Notre-Dame de Paris
Je suis né et ai grandi à Paris. Adolescent, j’adorais « faire les bouquinistes » sur les quais, à la recherche de monnaies anciennes du Moyen-Âge, ou de vieux billets comme les assignats de la Révolution… humbles témoins de la vie passée, qui avaient été touchés, polis, froissés, trésors pour moi, qu’on trouvait encore, ainsi que des vieux livres, chez les bouquinistes au chevet de Notre Dame, qui se dressait là fidèlement dans le paysage familier, à la fois puissante et solide avec ses deux tours massives, et élancée avec sa flèche et les contreforts audacieux de sa nef.

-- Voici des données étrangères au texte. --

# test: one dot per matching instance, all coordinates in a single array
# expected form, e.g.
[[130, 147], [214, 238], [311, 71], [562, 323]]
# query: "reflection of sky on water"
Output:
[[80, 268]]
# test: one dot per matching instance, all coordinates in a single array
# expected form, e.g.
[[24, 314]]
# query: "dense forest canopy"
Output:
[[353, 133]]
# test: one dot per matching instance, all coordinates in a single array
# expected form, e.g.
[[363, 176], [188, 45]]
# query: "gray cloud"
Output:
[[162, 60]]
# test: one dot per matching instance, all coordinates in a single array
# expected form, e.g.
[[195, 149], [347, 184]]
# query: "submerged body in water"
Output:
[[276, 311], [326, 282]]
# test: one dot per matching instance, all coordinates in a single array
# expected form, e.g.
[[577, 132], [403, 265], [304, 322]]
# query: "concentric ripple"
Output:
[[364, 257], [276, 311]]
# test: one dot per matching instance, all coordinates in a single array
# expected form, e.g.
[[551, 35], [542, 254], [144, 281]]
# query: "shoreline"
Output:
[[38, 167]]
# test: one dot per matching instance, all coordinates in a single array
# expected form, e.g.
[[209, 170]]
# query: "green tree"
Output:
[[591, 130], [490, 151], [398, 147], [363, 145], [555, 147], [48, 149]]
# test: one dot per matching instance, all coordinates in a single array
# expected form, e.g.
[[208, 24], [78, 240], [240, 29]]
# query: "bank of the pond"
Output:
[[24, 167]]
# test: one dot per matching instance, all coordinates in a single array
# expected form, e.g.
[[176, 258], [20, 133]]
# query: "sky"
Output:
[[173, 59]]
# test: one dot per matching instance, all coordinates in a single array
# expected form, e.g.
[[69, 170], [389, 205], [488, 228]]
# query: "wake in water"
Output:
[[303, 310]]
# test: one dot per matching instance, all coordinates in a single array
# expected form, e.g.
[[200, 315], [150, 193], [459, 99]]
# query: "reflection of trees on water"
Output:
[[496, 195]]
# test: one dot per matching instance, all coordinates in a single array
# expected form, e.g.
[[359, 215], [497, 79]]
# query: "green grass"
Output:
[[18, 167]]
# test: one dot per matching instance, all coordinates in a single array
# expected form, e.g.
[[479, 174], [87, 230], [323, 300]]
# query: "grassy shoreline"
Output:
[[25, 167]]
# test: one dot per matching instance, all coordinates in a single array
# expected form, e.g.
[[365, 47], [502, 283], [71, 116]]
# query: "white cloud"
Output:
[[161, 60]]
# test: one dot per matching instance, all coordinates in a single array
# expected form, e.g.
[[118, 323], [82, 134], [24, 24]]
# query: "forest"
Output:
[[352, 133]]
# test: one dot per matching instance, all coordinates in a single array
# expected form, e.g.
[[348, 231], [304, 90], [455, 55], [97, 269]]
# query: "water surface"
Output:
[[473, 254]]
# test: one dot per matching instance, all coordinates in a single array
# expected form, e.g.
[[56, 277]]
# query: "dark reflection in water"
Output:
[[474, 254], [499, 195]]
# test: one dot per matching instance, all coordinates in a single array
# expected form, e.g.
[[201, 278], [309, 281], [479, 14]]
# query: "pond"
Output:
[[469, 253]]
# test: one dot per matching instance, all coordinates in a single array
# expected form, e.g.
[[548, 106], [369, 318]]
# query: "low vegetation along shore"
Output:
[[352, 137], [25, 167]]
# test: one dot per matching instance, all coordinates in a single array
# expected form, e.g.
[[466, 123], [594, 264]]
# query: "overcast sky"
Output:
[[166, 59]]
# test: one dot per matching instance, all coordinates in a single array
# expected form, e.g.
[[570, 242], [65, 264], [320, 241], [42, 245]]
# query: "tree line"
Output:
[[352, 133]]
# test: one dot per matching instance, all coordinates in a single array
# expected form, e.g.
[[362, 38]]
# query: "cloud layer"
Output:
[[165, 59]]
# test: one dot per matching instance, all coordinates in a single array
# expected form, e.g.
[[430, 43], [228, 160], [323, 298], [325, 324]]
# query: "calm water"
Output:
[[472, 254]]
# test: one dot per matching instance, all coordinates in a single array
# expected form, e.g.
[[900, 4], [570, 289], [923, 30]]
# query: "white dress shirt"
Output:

Lundi dernier à 20 heures nous étions sur les quais, à deux pas de chez nous, remplis d’effroi et de sidération à la vue des énormes rougeoiements de l’incendie et des épaisses volutes de fumée qui s’échappaient de l’édifice. Dans la foule compacte bloquée sur les quais par la police à hauteur de la Place Saint-Michel, des badauds, des touristes, mais aussi des Parisiens émus jusqu’aux larmes. La flèche venait de s’écrouler. Les immenses lances à incendie des pompiers arrosaient la tour sud (celle de droite en regardant la façade) pour la refroidir, puis les efforts des sauveteurs se concentrèrent sur la tour nord (celle de gauche). La nuit était tombée. Par moments une pluie irisée de cendres descendait sur nous. Des bribes d'info couraient : on n’était pas sûr de pouvoir sauver les tours. Si les tours étaient atteintes par le feu toute la structure s’effondrerait. La perspective de voir la cathédrale réduite à un tas de ruines était insupportable, impensable, sidérante comme la disparition d’un être proche. Il fallut attendre peu avant 23 heures pour avoir l’information confirmée : les tours et la façade tiendraient…
Passée l’émotion qui emportait tout dans mon esprit, je me suis interrogé sur la puissance de ce ressenti qui me bouleversait. Notre-Dame pour moi c’était d’abord une figure familière dans le paysage de l’île de la Cité, mais plus que cela, une présence tutélaire assurant un lien visible, sensible, avec tous ceux du passé qui nous ont précédés sur ce sol et ont fait notre histoire avec leur élan, leur foi, leurs aspirations, leurs peines, leurs travaux dont les pierres ou la « forêt » de chênes de la charpente à jamais disparue portaient la marque. Ce lien est vivant pour moi — et il a failli disparaître visiblement. C’est pour cela que j’ai pensé à une mort.
Mais aujourd’hui l’édifice, grand corps blessé, défiguré, affreusement mutilé est toujours là ; il n’a pas été réduit, comme on a pu le craindre au pire moment, à un champ de ruines ; il sera ce grand corps, réparé ; on peut même espérer que la reconstruction mobilisera les élans, les énergies comme jadis — car l’âme de l’édifice est toujours incarnée en ces murs.
Comment ne pas penser à ces vers d’Alphonse de Lamartine « Objets inanimés, avez-vous donc une âme »… à remettre dans le contexte entier du poème « Milly terre natale ». Lamartine évoque sa terre d’enfance, les paysages familiers, le nom de sa « patrie » qui « résonne de loin dans [son] âme attendrie » ; le poème s’achève sur ces mots :
« Objets inanimés, avez-vous donc une âme/ Qui s'attache à notre âme et la force d'aimer ? »
Ainsi de Notre-Dame en l’île de la Cité. C’est peut-être cela que nous avons ressenti si intensément en ce soir tragique : la présence forte d’une âme séculaire qui nous inspire et nous guide sur le chemin de notre longue histoire commune.